Te has ido, ya hace un tiempo de ello, pero todavía no he sanado, ni creo que lo haga. Me falta una pieza para volver a completar el puzzle. Te la entregué un día y te la has llevado sin fecha de retorno. Pero gracias a romperme yo, pude darme cuenta de la cantidad de personas que ya lo estaban a mi alrededor, como papá. Él piensa que no, pero se le nota más que a nadie tu hueco, se le ve roto. Hace por ocultarlo con esa característica sonrisa suya, pero hace tiempo que esta no pasa de la boca, reflejándose un constante cansancio y tristeza en sus ojos. Lo sé, sé que intenta ser fuerte por nosotros, porque cree que es la base; que si él se permitiera caer, todos caeríamos con él. Y en verdad tiene razón, pero es injusto que se someta él toda la carga, que piense que por el mero hecho de ser padre, no tiene el derecho a compartir su dolor, de verse débil frente a los que quiere. Y es que a veces me olvido, soy egoísta y asumo que está bien. Me olvido de que quien para mi es una abuela, para él es una madre. 

Nos enseñaste a encontrar belleza, fortaleza y soluciones en los peores momentos, pero ahora no hay más que un túnel negro. ¿Hasta cuándo se fingirán las sonrisas? “El tiempo pone todo en su lugar” siempre me repetías, pero me da la sensación de que, después de ti, nunca llegaré a sonreír como antes. 
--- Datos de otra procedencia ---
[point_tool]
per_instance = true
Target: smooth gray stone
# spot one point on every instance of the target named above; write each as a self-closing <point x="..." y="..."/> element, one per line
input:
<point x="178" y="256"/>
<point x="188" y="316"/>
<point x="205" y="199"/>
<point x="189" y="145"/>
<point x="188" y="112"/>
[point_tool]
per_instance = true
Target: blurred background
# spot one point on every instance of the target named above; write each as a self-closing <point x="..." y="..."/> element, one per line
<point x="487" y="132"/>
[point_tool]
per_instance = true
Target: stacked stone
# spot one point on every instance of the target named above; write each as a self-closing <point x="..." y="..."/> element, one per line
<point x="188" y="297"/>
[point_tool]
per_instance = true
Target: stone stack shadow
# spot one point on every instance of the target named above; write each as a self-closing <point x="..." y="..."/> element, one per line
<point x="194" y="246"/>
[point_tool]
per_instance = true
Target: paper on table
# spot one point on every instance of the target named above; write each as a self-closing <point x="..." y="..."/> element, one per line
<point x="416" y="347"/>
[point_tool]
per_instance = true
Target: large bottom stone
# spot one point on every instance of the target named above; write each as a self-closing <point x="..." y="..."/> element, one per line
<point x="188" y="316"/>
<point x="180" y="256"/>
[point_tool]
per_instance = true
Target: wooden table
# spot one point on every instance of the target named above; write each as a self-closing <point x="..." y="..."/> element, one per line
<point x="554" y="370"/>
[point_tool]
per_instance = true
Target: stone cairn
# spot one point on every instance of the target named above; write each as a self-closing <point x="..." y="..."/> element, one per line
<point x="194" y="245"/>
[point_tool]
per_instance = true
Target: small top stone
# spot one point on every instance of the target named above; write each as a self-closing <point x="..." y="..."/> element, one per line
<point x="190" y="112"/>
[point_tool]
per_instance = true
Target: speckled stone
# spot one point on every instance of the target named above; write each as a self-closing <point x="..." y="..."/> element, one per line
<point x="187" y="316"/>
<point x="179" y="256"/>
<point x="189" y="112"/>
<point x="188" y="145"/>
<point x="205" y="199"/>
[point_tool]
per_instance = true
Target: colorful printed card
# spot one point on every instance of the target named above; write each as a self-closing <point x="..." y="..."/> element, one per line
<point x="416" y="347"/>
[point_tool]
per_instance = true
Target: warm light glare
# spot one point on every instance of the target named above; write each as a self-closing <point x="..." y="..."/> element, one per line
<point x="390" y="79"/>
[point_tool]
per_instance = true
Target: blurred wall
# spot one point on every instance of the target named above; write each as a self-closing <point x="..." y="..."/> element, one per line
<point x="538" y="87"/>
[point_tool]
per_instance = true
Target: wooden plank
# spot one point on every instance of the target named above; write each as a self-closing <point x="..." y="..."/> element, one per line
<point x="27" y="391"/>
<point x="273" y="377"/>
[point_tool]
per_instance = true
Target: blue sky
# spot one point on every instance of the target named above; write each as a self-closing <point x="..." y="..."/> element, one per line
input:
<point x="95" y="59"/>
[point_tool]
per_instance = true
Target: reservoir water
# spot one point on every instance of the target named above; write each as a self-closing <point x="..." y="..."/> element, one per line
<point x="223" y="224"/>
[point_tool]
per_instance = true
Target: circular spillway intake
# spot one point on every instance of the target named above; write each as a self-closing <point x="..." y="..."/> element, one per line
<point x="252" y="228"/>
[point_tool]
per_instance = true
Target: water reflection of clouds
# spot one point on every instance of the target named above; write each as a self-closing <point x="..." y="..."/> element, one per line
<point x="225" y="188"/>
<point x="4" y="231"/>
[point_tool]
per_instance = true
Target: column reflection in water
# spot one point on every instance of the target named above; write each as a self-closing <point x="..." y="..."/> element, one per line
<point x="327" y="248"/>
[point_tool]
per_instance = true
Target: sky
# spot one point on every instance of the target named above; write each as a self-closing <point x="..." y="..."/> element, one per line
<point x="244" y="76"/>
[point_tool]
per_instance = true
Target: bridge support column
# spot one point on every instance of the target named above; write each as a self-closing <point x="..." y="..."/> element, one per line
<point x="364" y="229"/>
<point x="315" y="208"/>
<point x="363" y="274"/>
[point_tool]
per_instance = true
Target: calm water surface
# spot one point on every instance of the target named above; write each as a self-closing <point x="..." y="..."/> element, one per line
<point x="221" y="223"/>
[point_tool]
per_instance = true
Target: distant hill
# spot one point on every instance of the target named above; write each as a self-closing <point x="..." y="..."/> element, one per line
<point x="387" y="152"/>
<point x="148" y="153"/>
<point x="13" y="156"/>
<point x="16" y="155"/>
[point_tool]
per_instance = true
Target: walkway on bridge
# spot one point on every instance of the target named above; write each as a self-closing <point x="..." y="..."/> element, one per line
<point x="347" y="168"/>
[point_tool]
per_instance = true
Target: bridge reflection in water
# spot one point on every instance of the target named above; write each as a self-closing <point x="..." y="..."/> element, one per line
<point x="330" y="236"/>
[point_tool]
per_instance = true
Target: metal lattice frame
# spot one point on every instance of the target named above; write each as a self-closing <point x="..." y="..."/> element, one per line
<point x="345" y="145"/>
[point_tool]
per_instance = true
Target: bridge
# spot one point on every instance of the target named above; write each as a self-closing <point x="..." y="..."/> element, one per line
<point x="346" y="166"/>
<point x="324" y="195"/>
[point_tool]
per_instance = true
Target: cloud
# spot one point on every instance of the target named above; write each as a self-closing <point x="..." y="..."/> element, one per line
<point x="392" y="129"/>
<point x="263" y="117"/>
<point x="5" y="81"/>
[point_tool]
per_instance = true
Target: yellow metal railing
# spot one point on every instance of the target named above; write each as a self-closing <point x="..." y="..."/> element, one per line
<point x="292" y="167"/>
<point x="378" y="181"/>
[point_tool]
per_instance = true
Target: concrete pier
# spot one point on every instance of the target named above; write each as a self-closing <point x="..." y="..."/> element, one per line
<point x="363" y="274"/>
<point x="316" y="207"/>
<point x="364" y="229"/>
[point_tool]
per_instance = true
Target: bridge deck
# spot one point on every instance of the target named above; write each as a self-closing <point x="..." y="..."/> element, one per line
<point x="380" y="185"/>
El hueco que has dejado en mi corazón siempre estará ahí, esperando ser cubierto, aunque sepa muy bien que nadie va a ser capaz de hacerlo. Que estará ahí hasta el fin de los tiempos con la única posibilidad de esconderlo para evitar caer en el hueco, recordándome, una vez más, que una parte de mí nunca volverá, ya que te la llevaste tú. Pero me alivia, porque al menos aún puedo seguir viéndote. Y es que ya ha pasado un tiempo desde que te veo, diariamente, andar por mis pensamientos. 

Estoy bien, viviendo como me dijiste que lo hiciera, aunque eso no quite que en algún momento asomen los recuerdos y se concentren como un nudo en la garganta, no dejándome seguir, obligándome a mostrar unas heridas que todavía no están cerradas y que, seguramente, nunca lo estén. Porque ya no puedo contártelas a ti, sentirme acogida por ti mientras me como uno de esos helados que siempre me esperaban al hablar contigo. Unos que, no solo ansiaba comer por su dulzura, sino porque a cada bocado que daba me curaban por dentro de formas que ni imaginaba. 

Ansío sentarme contigo en el sofá, mientras me das alguna lección de sabiduría de esas que siempre salían por tu boca. 

Ansío que me muestres sobre ti, que me hables sobre tus mil aventuras y que me contagies un poco de tu ser al hacerlo. 

Ansío que me abraces y me muestres de todas las formas que tú sabías, lo que me querías. Ansío poder mostrarte yo lo que te quiero. 

Pero sobre todo, abuela, ansío verte, ansío esa paz que me da el notar que estás a mi lado haciéndome sentir que todo está bien, aunque nada lo esté.